2. Los chequeos médicos pueden no ser tan sencillos de planificar. Ya hemos comentado lo importante que es darse una vueltica por el médico antes de partir. Nuestra premisa es que, mientras más sanos estemos al llegar, mejor (por innumerables razones). El punto es que los tres estamos en esa etapa de revisiones médicas, y aunque pensamos que serían chequeos de rutina, pues nos ha pasado que en una consulta el médico puso un tratamiento y esto derivó en que hay que regresar en un mes o dos para una segunda revisión (otra diligencia más para la agenda). Y también nos pasó que de una consulta salimos con órdenes para exámenes de laboratorio y un ecosonograma, y esas son ya dos visitas más a la clínica, con lo que implican en tiempo y costos.

3. Se debe apartar dinero para todas esa cosas que queremos hacer antes de partir. Hay que incluir en el presupuesto de emigración un dinerito para visitar antes irnos  nuestro restaurante favorito, o darse un último paseito a la playa antes de aterrizar en el invierno canadiense, tomarse un café de despedida con los amigos, o si tienen (como yo) a sus hermanos en una ciudad distinta y quieren viajar hasta allá para despedirse en persona. Además, siempre se nos ocurre a última hora llevarnos algo autóctono que nos recuerde al terruño, como una caja de tequeños congelados que seguro cabe en la maleta! Bueno, para todo eso se necesita dinero…

4. No siempre podemos anticipar la reacción de los demás ante la noticias de que te vas del país. Digamos que la reacción que más nos importa es la de nuestros familiares cercanos, y en nuestro caso tuvimos la suerte de que han sido muy receptivos ante la noticia, y nos están apoyando en la medida de sus posibilidades. Pero hay otras reacciones como la del jefe, los amigos, los compañeros de trabajo, que pueden estar cargadas o no de emoción, o cargadas o no de buenos deseos. En general, la conclusión a la que llegamos es que no hay que crearse demasiadas espectativas, sino más bien recordar que uno se va, pero los demás se quedan.
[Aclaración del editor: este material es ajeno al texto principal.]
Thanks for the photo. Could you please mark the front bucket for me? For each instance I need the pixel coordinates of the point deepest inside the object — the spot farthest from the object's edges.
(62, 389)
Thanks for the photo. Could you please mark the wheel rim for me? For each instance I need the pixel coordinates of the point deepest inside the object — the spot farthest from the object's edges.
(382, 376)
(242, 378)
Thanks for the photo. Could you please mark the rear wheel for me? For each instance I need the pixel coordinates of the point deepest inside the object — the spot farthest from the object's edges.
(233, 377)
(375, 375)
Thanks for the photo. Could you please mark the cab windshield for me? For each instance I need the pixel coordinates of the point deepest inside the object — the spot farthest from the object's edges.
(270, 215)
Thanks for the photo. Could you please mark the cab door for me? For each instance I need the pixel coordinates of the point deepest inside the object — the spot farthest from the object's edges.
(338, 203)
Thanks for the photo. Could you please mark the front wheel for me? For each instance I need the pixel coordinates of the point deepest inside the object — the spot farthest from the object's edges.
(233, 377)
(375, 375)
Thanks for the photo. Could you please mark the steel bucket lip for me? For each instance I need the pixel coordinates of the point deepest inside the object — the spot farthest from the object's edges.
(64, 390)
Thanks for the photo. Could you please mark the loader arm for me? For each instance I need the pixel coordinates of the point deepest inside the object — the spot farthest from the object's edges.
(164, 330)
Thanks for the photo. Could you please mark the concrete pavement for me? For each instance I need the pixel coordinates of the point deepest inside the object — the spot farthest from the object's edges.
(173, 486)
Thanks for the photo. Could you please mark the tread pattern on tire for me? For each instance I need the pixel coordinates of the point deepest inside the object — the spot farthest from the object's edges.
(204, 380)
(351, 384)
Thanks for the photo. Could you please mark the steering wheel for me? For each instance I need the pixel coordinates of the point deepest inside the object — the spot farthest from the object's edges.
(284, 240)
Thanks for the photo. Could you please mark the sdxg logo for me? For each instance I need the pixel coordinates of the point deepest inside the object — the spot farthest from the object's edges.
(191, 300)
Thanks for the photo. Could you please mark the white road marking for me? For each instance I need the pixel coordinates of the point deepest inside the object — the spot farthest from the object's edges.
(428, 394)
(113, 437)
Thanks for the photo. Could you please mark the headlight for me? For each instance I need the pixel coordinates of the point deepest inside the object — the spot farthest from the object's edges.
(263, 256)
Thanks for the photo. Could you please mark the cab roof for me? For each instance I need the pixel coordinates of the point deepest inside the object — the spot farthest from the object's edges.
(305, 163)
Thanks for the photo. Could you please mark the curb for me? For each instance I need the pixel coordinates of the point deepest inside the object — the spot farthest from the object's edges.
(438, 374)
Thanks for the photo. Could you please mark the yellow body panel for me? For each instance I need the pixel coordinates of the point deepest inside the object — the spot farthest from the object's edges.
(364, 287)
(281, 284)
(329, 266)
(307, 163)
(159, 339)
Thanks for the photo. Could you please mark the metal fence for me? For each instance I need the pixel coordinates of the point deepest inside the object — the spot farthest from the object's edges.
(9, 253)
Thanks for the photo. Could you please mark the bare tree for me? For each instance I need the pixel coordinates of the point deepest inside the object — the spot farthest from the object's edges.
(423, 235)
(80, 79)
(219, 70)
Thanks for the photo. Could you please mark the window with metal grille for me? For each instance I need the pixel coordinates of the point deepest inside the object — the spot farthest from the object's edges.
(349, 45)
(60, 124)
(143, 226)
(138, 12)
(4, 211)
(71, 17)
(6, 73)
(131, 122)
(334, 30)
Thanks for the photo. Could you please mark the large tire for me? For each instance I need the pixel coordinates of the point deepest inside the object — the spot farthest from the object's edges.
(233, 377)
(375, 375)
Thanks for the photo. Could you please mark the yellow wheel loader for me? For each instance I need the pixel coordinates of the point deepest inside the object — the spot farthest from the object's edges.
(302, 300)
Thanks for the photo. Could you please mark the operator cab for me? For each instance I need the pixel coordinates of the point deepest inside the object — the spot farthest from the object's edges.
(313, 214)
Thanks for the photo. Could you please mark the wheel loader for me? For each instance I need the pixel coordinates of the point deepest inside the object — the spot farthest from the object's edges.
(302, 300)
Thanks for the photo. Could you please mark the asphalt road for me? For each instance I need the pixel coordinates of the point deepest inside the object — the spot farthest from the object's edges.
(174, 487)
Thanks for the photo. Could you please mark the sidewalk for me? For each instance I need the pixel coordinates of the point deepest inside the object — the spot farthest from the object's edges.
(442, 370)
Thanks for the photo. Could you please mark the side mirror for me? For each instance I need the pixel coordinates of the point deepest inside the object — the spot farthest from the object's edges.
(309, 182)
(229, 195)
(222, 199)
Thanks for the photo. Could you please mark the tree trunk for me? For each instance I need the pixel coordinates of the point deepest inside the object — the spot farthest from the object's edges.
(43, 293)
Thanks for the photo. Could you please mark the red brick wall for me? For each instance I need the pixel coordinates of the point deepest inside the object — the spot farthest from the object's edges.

Lo que para nosotros es todo un acontecimiento que te cambia la vida, para otros es alguien más que emigra, y al que luego verán a través de sus fotos en Facebook en la CN Tower.

5. Hay que ser autocomprensivos y darnos tiempo para asimiliar el cambio que viene. Todos tenemos un ritmo diferente para adaptarnos y digerir los cambios. Ni hablar del modo particularmente rápido en que se adaptan los niños. Y no me refiero a los cambios que toca enfrentar al llegar allá, no. Me refiero a cuando todo comienza a cambiar aquí porque “te vas”. Vas saliendo uno a uno de tus muebles, donas tus cosas, dejas el trabajo, cambia la rutina. Hasta la gente te trata diferente! Yo particularmente he comenzado a asimilar desde aquí el hecho de que mi familia estará lejos, asi poco a poco me voy preparando para manejar la nostalgia. Fer prefiere no pensar mucho en eso todavía. Y Sofía simplemente está feliz con el viaje. Lo importante es que nos estamos dando tiempo para atender nuestros propios sentimientos, sin dejar de apoyarnos entre nosotros como familia.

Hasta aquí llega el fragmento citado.